Before the PPACA was implemented, insurers received bonus payments based upon the star ratings given to their plans. For example, insurers received a 5% bonus for 5 stars, a 4% bonus for 4 stars, and so forth. Under the PPACA, new performance payments have been added. For example, 4 or 5-star plans will get an additional 1.5% on top of the initial determined amount.
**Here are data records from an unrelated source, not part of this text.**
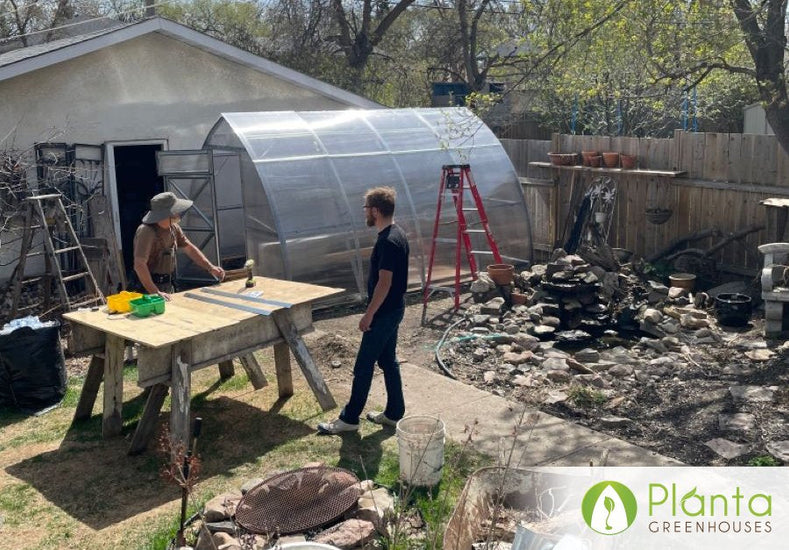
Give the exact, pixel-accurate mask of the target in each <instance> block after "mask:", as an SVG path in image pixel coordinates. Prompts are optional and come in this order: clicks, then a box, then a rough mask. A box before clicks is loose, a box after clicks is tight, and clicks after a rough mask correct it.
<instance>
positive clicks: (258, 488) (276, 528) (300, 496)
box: [236, 466, 361, 535]
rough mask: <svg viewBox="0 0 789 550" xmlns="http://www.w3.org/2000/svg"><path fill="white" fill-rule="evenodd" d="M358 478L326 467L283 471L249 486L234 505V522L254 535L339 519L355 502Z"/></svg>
mask: <svg viewBox="0 0 789 550" xmlns="http://www.w3.org/2000/svg"><path fill="white" fill-rule="evenodd" d="M360 488H361V487H360V485H359V478H357V477H356V476H355V475H354V474H353V472H349V471H348V470H343V469H342V468H331V467H328V466H319V467H309V468H301V469H298V470H293V471H290V472H284V473H281V474H277V475H275V476H273V477H270V478H268V479H267V480H265V481H264V482H262V483H261V484H260V485H257V486H255V487H254V488H252V489H250V490H249V491H248V492H247V493H246V494H245V495H244V496H243V497H242V499H241V502H239V504H238V507H237V508H236V522H238V524H239V525H241V526H242V527H244V528H245V529H247V530H249V531H251V532H253V533H258V534H271V533H279V534H281V535H287V534H291V533H298V532H301V531H308V530H310V529H314V528H316V527H320V526H322V525H326V524H327V523H330V522H331V521H333V520H335V519H337V518H339V517H340V516H342V515H343V514H344V513H345V512H347V511H348V510H350V509H351V507H352V506H353V505H354V504H356V502H357V500H358V499H359V495H360Z"/></svg>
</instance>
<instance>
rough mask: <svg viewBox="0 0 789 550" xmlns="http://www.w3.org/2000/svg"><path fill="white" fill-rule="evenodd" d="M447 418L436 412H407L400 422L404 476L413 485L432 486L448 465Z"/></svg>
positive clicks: (405, 479) (397, 424) (397, 436)
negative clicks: (446, 427)
mask: <svg viewBox="0 0 789 550" xmlns="http://www.w3.org/2000/svg"><path fill="white" fill-rule="evenodd" d="M444 435H445V434H444V422H443V421H442V420H441V419H440V418H436V417H434V416H424V415H418V416H406V417H405V418H403V419H401V420H400V421H399V422H398V423H397V446H398V447H399V449H400V477H401V478H402V479H403V480H404V481H405V482H406V483H409V484H411V485H419V486H427V487H432V486H433V485H435V484H437V483H438V482H439V481H441V469H442V468H443V467H444Z"/></svg>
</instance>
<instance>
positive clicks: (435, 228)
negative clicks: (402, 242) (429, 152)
mask: <svg viewBox="0 0 789 550" xmlns="http://www.w3.org/2000/svg"><path fill="white" fill-rule="evenodd" d="M467 189H468V190H469V191H470V192H471V197H472V199H473V206H468V207H466V206H464V205H463V195H464V191H465V190H467ZM445 193H449V194H450V195H451V196H452V202H453V203H454V205H455V212H456V214H457V220H456V221H454V220H453V221H452V222H450V223H457V229H456V232H455V236H454V237H452V238H442V237H439V236H438V229H439V225H441V206H442V204H443V202H444V200H445ZM465 212H476V213H477V214H478V216H479V222H478V224H477V225H480V226H481V229H469V227H468V223H467V222H466V214H465ZM475 233H478V234H484V235H485V238H486V240H487V244H488V247H489V250H473V249H472V248H471V237H470V235H471V234H475ZM437 243H452V244H454V245H455V286H454V288H447V287H438V286H433V285H432V284H431V283H432V280H433V262H434V261H435V257H436V244H437ZM461 243H462V244H463V248H464V249H465V251H466V259H467V261H468V265H469V269H470V270H471V277H472V279H476V278H477V261H476V258H475V257H474V256H475V254H485V255H492V256H493V260H494V263H497V264H500V263H502V261H501V254H499V247H498V246H497V245H496V240H495V239H494V238H493V233H491V231H490V227H489V226H488V216H487V215H486V214H485V208H484V206H483V205H482V198H481V197H480V195H479V191H478V190H477V184H476V183H474V178H473V177H472V176H471V165H469V164H447V165H444V166H443V167H442V168H441V186H440V188H439V190H438V203H437V206H436V220H435V223H434V224H433V239H432V242H431V245H430V262H429V263H428V266H427V279H426V280H425V288H424V291H423V294H422V319H423V321H424V317H425V312H426V310H427V301H428V300H429V299H430V296H431V295H432V294H433V293H434V292H436V291H440V290H441V291H445V292H450V293H451V294H453V295H454V297H455V311H457V310H458V308H459V307H460V246H461Z"/></svg>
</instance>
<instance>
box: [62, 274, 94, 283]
mask: <svg viewBox="0 0 789 550" xmlns="http://www.w3.org/2000/svg"><path fill="white" fill-rule="evenodd" d="M88 275H90V273H88V272H87V271H83V272H82V273H75V274H74V275H69V276H68V277H63V282H64V283H65V282H68V281H76V280H77V279H84V278H85V277H87V276H88Z"/></svg>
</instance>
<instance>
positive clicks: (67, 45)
mask: <svg viewBox="0 0 789 550" xmlns="http://www.w3.org/2000/svg"><path fill="white" fill-rule="evenodd" d="M153 32H156V33H160V34H163V35H165V36H168V37H170V38H174V39H176V40H180V41H181V42H184V43H186V44H189V45H191V46H194V47H196V48H200V49H201V50H204V51H206V52H209V53H211V54H214V55H217V56H219V57H223V58H225V59H228V60H230V61H234V62H236V63H239V64H241V65H244V66H246V67H249V68H252V69H254V70H257V71H260V72H262V73H265V74H269V75H271V76H274V77H276V78H279V79H281V80H284V81H286V82H290V83H292V84H295V85H297V86H300V87H302V88H305V89H308V90H311V91H313V92H315V93H317V94H320V95H323V96H326V97H329V98H331V99H334V100H336V101H340V102H342V103H346V104H348V105H352V106H355V107H362V108H367V109H374V108H380V107H381V105H379V104H378V103H376V102H374V101H371V100H369V99H367V98H364V97H362V96H359V95H356V94H353V93H351V92H348V91H346V90H342V89H340V88H337V87H336V86H332V85H331V84H327V83H326V82H322V81H320V80H318V79H315V78H312V77H310V76H307V75H305V74H303V73H300V72H298V71H294V70H292V69H288V68H287V67H284V66H282V65H279V64H277V63H274V62H273V61H269V60H268V59H264V58H262V57H260V56H257V55H254V54H252V53H249V52H246V51H244V50H241V49H239V48H236V47H235V46H231V45H230V44H227V43H226V42H222V41H221V40H217V39H216V38H213V37H211V36H208V35H207V34H203V33H201V32H198V31H195V30H193V29H190V28H189V27H186V26H184V25H181V24H179V23H175V22H174V21H170V20H169V19H164V18H162V17H152V18H150V19H145V20H143V21H140V22H137V23H132V24H128V25H119V26H117V27H112V28H109V29H102V30H99V31H95V32H90V33H86V34H81V35H78V36H73V37H69V38H62V39H60V40H54V41H52V42H46V43H43V44H36V45H34V46H28V47H26V48H20V49H17V50H12V51H10V52H6V53H4V54H0V82H2V81H4V80H7V79H11V78H14V77H17V76H20V75H23V74H25V73H28V72H31V71H35V70H38V69H43V68H45V67H49V66H51V65H55V64H57V63H61V62H63V61H68V60H69V59H74V58H76V57H79V56H82V55H85V54H88V53H91V52H94V51H97V50H100V49H102V48H106V47H109V46H113V45H115V44H120V43H122V42H126V41H128V40H133V39H135V38H138V37H140V36H144V35H146V34H149V33H153Z"/></svg>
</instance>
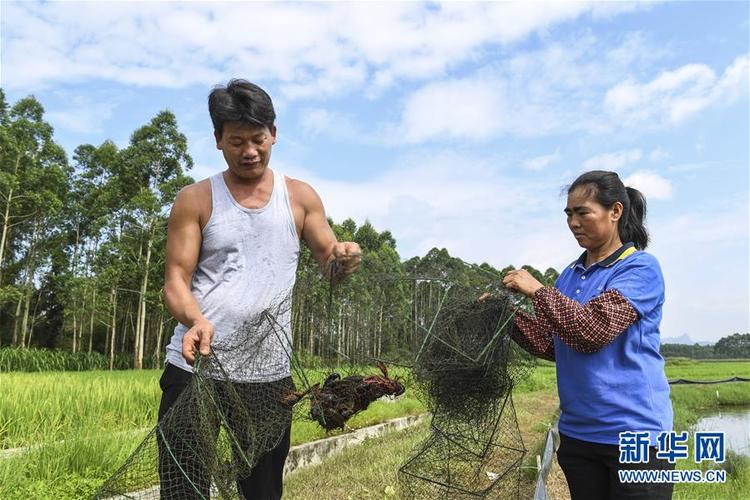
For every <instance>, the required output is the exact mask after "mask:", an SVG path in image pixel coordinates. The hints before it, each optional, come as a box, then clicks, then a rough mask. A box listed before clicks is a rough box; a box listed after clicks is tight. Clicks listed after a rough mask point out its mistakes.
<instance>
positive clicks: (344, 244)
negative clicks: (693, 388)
mask: <svg viewBox="0 0 750 500" xmlns="http://www.w3.org/2000/svg"><path fill="white" fill-rule="evenodd" d="M361 262H362V250H360V248H359V245H358V244H357V243H354V242H353V241H342V242H340V243H336V244H335V245H334V246H333V251H332V252H331V256H330V257H329V258H328V264H329V266H330V267H329V269H330V270H331V278H333V280H334V281H340V280H342V279H343V278H344V277H345V276H348V275H350V274H352V273H353V272H355V271H356V270H357V269H359V264H360V263H361ZM334 263H335V265H334Z"/></svg>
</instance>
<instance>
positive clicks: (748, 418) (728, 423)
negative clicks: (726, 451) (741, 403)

These bonus payments increase over time, reaching towards 5% by 2014. Thus, the star rating system has gained more importance under the PPACA.
Over time, insurers can receive claims from healthcare providers. The claims can be used to determine transfer payments and star ratings. However, such a collection may include a large number of claims and/or related data that may be stored in an electronic data store or memory. For example, such a collection of claims may include hundreds of thousands, millions, tens of millions, hundreds of millions, or even billions of claims and/or related data, and may consume significant storage and/or memory. Determination, selection, and analysis of relevant claims and/or related data within such a collection may be extremely difficult for an insurer. Furthermore, processing of such a large collection of claims and/or related data (e.g., as an employee of an insurer uses a computer to sift and/or search through huge numbers of claims and/or related data) may be extremely inefficient and consume significant processing and/or memory resources.